El sistema de Tashev es una nueva vuelta de tuerca a una idea antigua. Desde hace mucho se sabe que la posición y forma única de las orejas de alguien, unidas a la anatomía de su cabeza alteran cómo llega el sonido a los cabales auditivos, un proceso que se describe como "función de transferencia relacionada con la cabeza", o HRTF por sus siglas en inglés. Si se programa un sistema con la descripción de estos parámetros, puede engañar a la persona para que perciba que el sonido proviene de un lugar concreto.

Desgraciadamente, capturar la HRTF de alguien es difícil.
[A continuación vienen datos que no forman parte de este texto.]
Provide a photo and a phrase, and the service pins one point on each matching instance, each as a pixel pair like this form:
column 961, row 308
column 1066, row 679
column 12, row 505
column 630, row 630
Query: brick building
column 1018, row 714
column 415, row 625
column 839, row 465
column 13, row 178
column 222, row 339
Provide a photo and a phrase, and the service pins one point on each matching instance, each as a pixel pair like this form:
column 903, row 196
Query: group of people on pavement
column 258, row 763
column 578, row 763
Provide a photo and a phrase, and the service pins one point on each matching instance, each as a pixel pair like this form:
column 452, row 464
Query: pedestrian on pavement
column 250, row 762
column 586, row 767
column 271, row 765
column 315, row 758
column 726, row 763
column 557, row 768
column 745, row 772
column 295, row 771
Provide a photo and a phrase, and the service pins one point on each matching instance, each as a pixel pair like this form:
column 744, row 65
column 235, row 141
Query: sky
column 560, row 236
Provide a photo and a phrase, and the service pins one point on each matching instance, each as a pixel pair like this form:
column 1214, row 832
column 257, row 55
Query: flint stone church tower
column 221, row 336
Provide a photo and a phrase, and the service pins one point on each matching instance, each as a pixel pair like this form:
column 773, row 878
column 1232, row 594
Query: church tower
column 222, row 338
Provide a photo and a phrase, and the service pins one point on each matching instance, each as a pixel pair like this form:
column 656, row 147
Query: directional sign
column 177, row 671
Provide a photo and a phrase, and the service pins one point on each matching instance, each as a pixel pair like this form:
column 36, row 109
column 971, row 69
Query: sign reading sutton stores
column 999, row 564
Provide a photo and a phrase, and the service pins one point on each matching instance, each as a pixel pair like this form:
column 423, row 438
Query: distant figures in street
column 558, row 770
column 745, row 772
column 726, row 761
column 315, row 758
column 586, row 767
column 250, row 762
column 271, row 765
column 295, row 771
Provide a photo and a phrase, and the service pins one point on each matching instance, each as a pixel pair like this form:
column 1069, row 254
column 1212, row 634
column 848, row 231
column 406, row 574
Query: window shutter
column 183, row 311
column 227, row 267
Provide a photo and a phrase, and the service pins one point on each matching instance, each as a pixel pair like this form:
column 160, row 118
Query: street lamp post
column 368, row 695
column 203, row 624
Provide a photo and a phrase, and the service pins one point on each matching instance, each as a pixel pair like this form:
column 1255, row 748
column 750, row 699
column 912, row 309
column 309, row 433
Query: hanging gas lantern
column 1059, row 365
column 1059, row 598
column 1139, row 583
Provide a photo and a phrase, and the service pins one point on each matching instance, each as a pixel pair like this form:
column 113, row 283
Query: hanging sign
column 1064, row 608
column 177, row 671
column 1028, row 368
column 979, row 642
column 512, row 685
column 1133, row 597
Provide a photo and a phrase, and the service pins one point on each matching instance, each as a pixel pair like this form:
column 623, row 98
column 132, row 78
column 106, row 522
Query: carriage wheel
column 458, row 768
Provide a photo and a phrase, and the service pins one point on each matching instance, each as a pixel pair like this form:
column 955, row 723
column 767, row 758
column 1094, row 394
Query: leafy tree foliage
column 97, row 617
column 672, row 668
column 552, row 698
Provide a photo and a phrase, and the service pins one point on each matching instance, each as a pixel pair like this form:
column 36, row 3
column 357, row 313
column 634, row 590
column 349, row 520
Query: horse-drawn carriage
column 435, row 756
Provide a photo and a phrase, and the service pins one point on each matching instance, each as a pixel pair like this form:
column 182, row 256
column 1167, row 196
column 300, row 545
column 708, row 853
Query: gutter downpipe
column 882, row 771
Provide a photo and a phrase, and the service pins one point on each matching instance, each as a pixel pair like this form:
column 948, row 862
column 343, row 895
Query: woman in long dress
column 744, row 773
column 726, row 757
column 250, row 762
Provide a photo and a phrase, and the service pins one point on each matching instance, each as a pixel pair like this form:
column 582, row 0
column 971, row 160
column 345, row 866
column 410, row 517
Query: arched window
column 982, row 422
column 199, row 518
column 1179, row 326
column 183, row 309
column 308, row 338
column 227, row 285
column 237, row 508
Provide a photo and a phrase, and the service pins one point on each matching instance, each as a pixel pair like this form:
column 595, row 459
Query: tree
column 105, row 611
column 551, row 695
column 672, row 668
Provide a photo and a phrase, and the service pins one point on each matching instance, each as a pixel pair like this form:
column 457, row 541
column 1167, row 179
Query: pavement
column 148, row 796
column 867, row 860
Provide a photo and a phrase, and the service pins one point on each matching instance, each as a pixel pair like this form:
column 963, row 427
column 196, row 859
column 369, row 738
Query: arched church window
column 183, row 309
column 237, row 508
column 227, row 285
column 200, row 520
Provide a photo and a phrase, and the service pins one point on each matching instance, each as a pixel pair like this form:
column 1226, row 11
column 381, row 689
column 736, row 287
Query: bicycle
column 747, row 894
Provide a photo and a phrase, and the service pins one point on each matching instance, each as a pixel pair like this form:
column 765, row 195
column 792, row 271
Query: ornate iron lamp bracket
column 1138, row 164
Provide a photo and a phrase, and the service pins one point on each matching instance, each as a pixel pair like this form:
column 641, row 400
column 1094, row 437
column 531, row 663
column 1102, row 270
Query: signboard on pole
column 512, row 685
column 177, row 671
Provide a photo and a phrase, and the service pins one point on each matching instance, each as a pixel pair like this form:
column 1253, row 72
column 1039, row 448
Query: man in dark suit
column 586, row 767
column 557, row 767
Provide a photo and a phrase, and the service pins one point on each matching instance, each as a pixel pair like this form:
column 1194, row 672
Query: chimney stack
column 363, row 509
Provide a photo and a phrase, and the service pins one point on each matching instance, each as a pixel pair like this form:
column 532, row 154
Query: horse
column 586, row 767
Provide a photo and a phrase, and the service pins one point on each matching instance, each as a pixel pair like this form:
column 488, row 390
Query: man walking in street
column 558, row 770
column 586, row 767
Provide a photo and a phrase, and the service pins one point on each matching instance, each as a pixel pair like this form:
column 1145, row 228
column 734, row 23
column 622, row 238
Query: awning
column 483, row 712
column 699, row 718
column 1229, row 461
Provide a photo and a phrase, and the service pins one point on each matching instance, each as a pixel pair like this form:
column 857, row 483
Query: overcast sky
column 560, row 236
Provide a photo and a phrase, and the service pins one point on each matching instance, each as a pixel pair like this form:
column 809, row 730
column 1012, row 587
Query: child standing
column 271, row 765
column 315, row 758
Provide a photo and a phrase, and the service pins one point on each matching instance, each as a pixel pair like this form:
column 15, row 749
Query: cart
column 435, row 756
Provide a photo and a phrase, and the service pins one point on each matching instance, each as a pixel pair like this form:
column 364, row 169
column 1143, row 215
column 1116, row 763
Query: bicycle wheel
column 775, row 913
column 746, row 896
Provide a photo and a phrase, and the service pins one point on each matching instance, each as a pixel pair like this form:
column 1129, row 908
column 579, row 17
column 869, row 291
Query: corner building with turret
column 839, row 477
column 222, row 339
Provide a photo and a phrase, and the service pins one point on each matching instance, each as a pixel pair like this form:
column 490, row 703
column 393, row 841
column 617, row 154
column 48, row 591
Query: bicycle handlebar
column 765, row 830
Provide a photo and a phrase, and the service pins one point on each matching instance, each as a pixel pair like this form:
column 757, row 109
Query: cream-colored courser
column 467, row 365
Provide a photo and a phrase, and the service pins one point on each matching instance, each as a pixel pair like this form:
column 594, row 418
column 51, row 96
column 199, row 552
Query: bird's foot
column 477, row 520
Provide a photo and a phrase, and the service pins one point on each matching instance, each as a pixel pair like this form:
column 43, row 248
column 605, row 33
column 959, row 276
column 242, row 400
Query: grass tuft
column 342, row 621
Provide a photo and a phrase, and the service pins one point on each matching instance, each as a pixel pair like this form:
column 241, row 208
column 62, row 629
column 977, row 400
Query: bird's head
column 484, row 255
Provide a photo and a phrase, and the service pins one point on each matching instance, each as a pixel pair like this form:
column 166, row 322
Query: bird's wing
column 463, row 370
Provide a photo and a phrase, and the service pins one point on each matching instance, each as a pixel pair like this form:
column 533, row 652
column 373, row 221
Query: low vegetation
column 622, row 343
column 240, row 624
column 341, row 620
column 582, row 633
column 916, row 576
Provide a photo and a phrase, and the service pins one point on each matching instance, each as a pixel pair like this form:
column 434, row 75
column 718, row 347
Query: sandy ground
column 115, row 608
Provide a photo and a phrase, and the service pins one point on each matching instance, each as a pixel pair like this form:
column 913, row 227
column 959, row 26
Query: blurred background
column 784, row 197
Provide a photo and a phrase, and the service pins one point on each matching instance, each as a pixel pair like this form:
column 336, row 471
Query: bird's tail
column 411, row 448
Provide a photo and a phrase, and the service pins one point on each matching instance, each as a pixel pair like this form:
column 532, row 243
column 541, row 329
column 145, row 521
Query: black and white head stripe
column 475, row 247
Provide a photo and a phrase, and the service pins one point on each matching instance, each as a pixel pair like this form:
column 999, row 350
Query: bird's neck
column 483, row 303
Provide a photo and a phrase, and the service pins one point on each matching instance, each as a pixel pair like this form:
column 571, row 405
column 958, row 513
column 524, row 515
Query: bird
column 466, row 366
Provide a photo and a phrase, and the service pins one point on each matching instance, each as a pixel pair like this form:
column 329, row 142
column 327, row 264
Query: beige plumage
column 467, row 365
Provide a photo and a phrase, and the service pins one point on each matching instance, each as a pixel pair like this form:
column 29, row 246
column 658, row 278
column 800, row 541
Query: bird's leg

La forma más precisa es usar tapones para los oídos equipados con toda una serie de micrófonos que registran exactamente qué llega al oído cuando se tocan distintos sonidos que sirven para calibrar, pero es algo poco práctico fuera del entorno de un laboratorio. Los desarrolladores de videojuegos crean efectos sonoros espaciales usando una HRTF media, pero no sirven para ofrecer una ilusión demasiado precisa a la mayoría.

Cuando Tashev escanea la cabeza de alguien, su software genera una HRTF aproximada de ese sujeto que parece ser lo suficientemente buena como para producir un audio espacial inusualmente preciso. "Básicamente podemos predecir cómo oirás partiendo de tu aspecto", explica. "Desentrañamos el proceso físico del sonido que rodea tu cabeza y llega a tus orejas". El software que lo hace se creó capturando HRTFs precisas para 250 personas y comparándolas con escaneados en 3D de sus cabezas.

Tashev cuenta que ahora está trabajando para mejorar el sistema de captura y hacer que sea lo suficientemente fácil y rápido como para que lo pueda hacer alguien en casa con su cámara Kinect.

El profesor y director del Laboratorio de Interfaces Humanas de la Universidad de Canterbury (Nueva Zelanda) Mark Billinghurst, afirma que el método desarrollado por Microsoft podría tener mucho alcance si el proceso de escaneado se puede hacer lo suficientemente práctico. Y poder aplicar trucos de audio 3D en voces, avisos y sonidos en los juegos que se escuchan a través de los cascos del teléfono o de Google Glass, facilitaría la interacción con estos.

"Probablemente no dé unos resultados tan precisos como una HRTF detallada, pero podría seguir siendo mucho mejor de lo que ofrecen los juegos y otros medios en la actualidad", sostiene Billinghurst. "Lo que ayudaría que te sintieras más inmerso en un juego o un entorno virtual, o incluso con dispositivos portables".